While I might not agree with the conclusion of the OP, the performance of a prog...

carlmr · on Nov 26, 2020

This is very true. I've seen colleagues port Python to C++ and wonder why it's slower.

Of course Python is slow, but it will call into efficient C routines for a lot of things that aren't just available out of the box in C++. So what does the average programmer do? They implement their own, inefficient version of this in C++.

Now you've saved the overhead of copying your data from the Python to the C-world and back, but the main part of your computations is just not on the level of numpy.

So naturally C++ can be much faster than Python, because it doesn't have this overhead, but you have to do it right, which may be more effort.

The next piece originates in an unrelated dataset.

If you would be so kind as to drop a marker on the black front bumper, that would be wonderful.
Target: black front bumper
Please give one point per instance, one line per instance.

mypalmike · on Nov 26, 2020

When I moved from C/C++ to Java on the 90s, I was amazed how casually things like hash tables would be used. A single function might create a couple hash tables, do some data juggling and sorting, and solve a problem in like 20 lines of readable, performant code. In my experience, C coders almost invariably employ less performant algorithms and data structures due to the incidental complexity involved in memory allocation, pointer indirection, etc.

trhway · on Nov 26, 2020

absolutely. Few years ago i got back deep into C++ after 18 years of mostly Java, and i'm amazed, it is like travel back in time - we (a large C++ platform) are looping over vectors instead of using hashtables/maps, copying strings all the time (we have 4 major types of strings plus some minor ones), and don't get me started on multithreading and locking/synchronization - such an easy and natural thing in Java - even these days the people in C++ world is still seem to be hesitant to use locking and as result of that hesitance push themselves into a myriad of multithreading issues when they risk and/or are forced to use threads. It a sight to behold when a customer waits for that one core/thread to finish the operation on a 400 core 16TB RAM machine - if it were Java all the 400 cores would be burning, the performance would still feel kind of so-so, and the customer would be building up the nerve to upgrade to 800 core 32 TB :)

>pointer indirection

30+ years ago, a student at University, i loved how pointers allowed to code algorithms efficiently and expressively compare to the non-pointer languages of the time. In the industry today the situation is completely opposite as correctly noted by the parent.

bluGill · on Nov 26, 2020

In many cases n is small enough that looping over a vector is faster than a hash lookup. The vector loop is very ry cache friendly, while the hash lookup typically involves a cache miss or two.

trhway · on Nov 26, 2020

it would be for a vector where values are stored in the vector entries. Instead it is usually pointers to strings or objects. So you pull from memory by pointer (i.e. cache unfriendly) every string, compare, etc... And small n is usually small until customer actually generates couple orders of magnitude more of those objects than it was in test/dev :)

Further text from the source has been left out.